Fortnite developer Epic Games confirmed this weekend it will transition most of its US-based contingent workers to full-time positions with benefits. The news comes after The Verge obtained an internal memo detailing the company’s plans. Epic spokesperson Elka Looks said the studio plans to hire “a few hundred” existing contractors, and that most of those workers currently serve as quality assurance testers. Epic will directly employ those individuals and they’ll have access to the company’s benefits plan.
Looks also noted the company will still hire contingent workers to fill “short-term needs,” and the memo The Verge obtained said Epic would not extend the full-time employment offer to some workers. “There are a few exceptions in which it makes sense for both the worker and Epic to maintain contingent worker status,” the document said, according to the outlet.

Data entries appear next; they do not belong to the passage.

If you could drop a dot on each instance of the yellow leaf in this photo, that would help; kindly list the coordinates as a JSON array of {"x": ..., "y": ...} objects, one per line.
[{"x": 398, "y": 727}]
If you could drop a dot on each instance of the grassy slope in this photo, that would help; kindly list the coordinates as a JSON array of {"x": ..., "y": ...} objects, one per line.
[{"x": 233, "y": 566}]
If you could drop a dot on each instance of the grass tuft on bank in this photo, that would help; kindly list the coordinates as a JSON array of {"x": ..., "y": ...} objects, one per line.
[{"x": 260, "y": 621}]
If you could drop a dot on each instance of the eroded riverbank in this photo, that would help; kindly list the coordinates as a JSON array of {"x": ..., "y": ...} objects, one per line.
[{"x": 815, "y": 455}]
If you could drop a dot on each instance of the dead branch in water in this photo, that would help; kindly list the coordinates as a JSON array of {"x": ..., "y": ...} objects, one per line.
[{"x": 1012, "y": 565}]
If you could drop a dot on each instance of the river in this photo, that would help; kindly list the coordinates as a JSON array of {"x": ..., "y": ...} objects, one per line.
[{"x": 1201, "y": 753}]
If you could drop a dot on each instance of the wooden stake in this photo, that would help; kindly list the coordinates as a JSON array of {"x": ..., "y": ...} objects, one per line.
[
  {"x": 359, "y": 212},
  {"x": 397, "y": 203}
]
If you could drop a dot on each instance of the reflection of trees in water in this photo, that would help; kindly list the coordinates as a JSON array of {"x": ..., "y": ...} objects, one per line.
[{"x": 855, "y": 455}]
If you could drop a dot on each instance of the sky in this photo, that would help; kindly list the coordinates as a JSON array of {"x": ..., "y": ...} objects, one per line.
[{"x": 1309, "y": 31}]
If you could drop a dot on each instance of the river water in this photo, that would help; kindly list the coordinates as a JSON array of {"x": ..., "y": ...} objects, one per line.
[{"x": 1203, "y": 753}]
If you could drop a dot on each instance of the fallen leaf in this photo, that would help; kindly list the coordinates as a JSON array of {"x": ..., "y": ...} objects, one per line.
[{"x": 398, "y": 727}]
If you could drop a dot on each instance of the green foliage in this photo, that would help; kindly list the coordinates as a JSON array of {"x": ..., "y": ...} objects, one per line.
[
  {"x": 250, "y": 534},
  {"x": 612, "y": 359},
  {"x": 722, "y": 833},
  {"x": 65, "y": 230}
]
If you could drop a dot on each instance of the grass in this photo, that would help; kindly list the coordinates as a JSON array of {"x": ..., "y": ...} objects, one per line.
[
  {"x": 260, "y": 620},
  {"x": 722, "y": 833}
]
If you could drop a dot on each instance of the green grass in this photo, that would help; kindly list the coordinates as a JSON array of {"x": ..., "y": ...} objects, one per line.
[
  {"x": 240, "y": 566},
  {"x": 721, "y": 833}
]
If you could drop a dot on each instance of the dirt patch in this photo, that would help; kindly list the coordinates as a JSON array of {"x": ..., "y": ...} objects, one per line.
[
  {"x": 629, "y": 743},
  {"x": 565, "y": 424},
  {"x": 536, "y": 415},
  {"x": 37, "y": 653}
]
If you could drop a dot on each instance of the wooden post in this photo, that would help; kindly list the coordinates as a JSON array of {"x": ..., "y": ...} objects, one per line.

Epic’s decision to convert many of its QA testers to full-time employees comes at a moment when workers in similar positions at Activision Blizzard’s Raven Software work to unionize. In December, the studio laid off a dozen QA testers, leading to a walkout involving both full-time employees and contractors. Last month, those workers said they would unionize with the Communication Workers of America, and asked the troubled publisher to voluntarily recognize their group. Activision did not do that and instead moved to reorganize the studio in a way that critics of the company claim is designed to thwart those efforts.